Pemkot Batam targetkan 50 ribu siswa baru terima seragam gratis

Batamclick.com,
Pemerintah Kota (Pemkot) Batam, Kepulauan Riau (Kepri) menargetkan sekitar 50 ribu siswa baru jenjang SD dan SMP, baik negeri maupun swasta, akan menerima bantuan seragam sekolah gratis pada tahun ajaran 2026/2027.

Kepala Dinas Pendidikan (Disdik) Kota Batam Hendri Arulan mengatakan pihaknya kini dalam proses pendataan ukuran seragam baru.

“Ini kan SPMB baru selesai, anak-anak baru masuk, jadi sekarang baru kita mendata ukuran masing-masing anak. Setelah ukuran lengkap, baru proses lelang dan pengadaan dilakukan,” ujar Hendri di Batam, Selasa.

Ia memperkirakan jumlah penerima mencapai sekitar 24 ribu siswa SD dan sekitar 24 hingga 25 ribu siswa SMP. Setiap siswa, kata dia, akan menerima satu paket perlengkapan sekolah dengan seragam serta topi, dasi dan ikat pinggang.

“Untuk SD mendapatkan seragam merah putih, sedangkan SMP biru putih. Selain itu ada seragam Melayu lengkap.
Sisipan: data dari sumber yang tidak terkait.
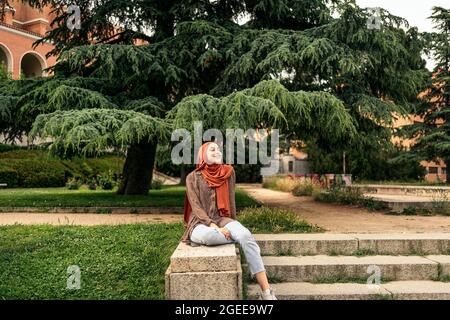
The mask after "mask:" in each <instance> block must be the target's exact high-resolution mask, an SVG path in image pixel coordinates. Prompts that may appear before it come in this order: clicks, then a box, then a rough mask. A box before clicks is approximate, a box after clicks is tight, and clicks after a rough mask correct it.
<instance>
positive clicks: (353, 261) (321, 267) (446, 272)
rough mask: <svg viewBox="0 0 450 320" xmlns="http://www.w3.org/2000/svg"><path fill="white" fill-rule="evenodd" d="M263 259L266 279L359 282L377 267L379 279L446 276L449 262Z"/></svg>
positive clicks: (395, 256)
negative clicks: (354, 280)
mask: <svg viewBox="0 0 450 320" xmlns="http://www.w3.org/2000/svg"><path fill="white" fill-rule="evenodd" d="M263 262H264V265H265V267H266V270H267V273H268V275H269V278H271V279H272V280H276V281H283V282H284V281H287V282H299V281H300V282H318V281H320V282H324V281H327V282H335V281H337V280H343V279H344V280H347V279H349V280H354V279H357V280H358V281H357V282H359V281H361V280H362V281H365V280H366V279H367V278H368V277H369V276H371V275H373V274H375V271H377V272H378V270H379V274H380V277H381V281H394V280H435V279H438V278H439V277H441V276H446V277H448V276H449V275H448V274H447V272H448V271H449V265H450V261H449V256H429V257H428V258H427V257H420V256H364V257H355V256H325V255H316V256H263ZM370 268H371V269H372V271H371V270H370ZM245 270H246V272H247V270H248V269H247V268H245ZM374 270H375V271H374ZM355 281H356V280H355Z"/></svg>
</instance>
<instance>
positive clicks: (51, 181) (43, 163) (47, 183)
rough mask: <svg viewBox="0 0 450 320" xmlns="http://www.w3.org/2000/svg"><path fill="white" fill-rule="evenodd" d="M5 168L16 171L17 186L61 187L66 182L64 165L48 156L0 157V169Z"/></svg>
mask: <svg viewBox="0 0 450 320" xmlns="http://www.w3.org/2000/svg"><path fill="white" fill-rule="evenodd" d="M5 169H8V170H13V171H16V172H17V175H18V183H17V185H16V186H17V187H24V188H47V187H63V186H64V185H65V182H66V178H65V168H64V166H62V165H61V164H60V163H59V162H57V161H54V160H52V159H49V158H43V159H39V158H35V159H34V158H31V159H30V158H28V159H16V158H5V159H3V158H2V159H0V170H5Z"/></svg>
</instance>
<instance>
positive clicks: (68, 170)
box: [0, 148, 124, 188]
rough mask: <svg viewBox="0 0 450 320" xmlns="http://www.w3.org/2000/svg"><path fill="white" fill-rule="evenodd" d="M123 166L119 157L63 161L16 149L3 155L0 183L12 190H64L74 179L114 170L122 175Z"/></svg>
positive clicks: (83, 179)
mask: <svg viewBox="0 0 450 320" xmlns="http://www.w3.org/2000/svg"><path fill="white" fill-rule="evenodd" d="M123 163H124V159H123V158H121V157H115V156H103V157H100V158H89V159H83V158H73V159H71V160H61V159H59V158H56V157H52V156H50V155H48V154H47V152H46V151H45V150H25V149H18V148H14V149H13V151H6V152H1V153H0V182H2V183H7V184H8V188H16V187H23V188H36V187H42V188H44V187H62V186H64V185H65V184H66V182H67V180H68V179H69V178H71V177H73V178H76V179H78V180H80V181H88V180H89V178H90V177H93V176H95V175H97V174H106V175H108V174H109V172H110V171H111V172H113V173H114V174H115V175H118V174H119V172H120V170H121V167H122V165H123Z"/></svg>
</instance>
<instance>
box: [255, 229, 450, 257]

Laki-laki mendapat kain samping, sementara perempuan mendapat jilbab,” katanya.

Hendri menjelaskan proses produksi membutuhkan waktu karena seluruh seragam harus dijahit sesuai ukuran masing-masing siswa.

“Jumlahnya puluhan ribu, jadi harus melalui proses pengadaan dan penjahitan terlebih dahulu. Kemungkinan akhir September atau Oktober baru bisa dibagikan kepada anak-anak,” ujarnya.

Berdasarkan evaluasi tahun lalu, Disdik Batam sempat menganggarkan sekitar 26 ribu paket seragam untuk siswa SD. Namun, jumlah peserta didik baru yang terealisasi hanya sekitar 24 ribu siswa sehingga masih terdapat kelebihan stok.

“Tahun lalu ada kelebihan karena jumlah siswa baru lebih sedikit dari perkiraan. Seragam yang tersisa kami salurkan ke sekolah-sekolah di daerah hinterland untuk siswa kelas atas,” kata Hendri.

Pada tahun kedua pelaksanaan seragam gratis ini, Disdik Batam akan menyesuaikan jumlah pengadaan dengan data riil hasil SPMB.

Meski demikian, pihaknya tetap menyiapkan cadangan sekitar lima persen untuk mengantisipasi adanya siswa pindahan yang masuk setelah tahun ajaran dimulai.

“Tahun ini kita sesuaikan dengan jumlah siswa yang sudah terdaftar, kemudian ditambah sekitar lima persen sebagai cadangan jika ada siswa baru yang pindah masuk,” ujarnya.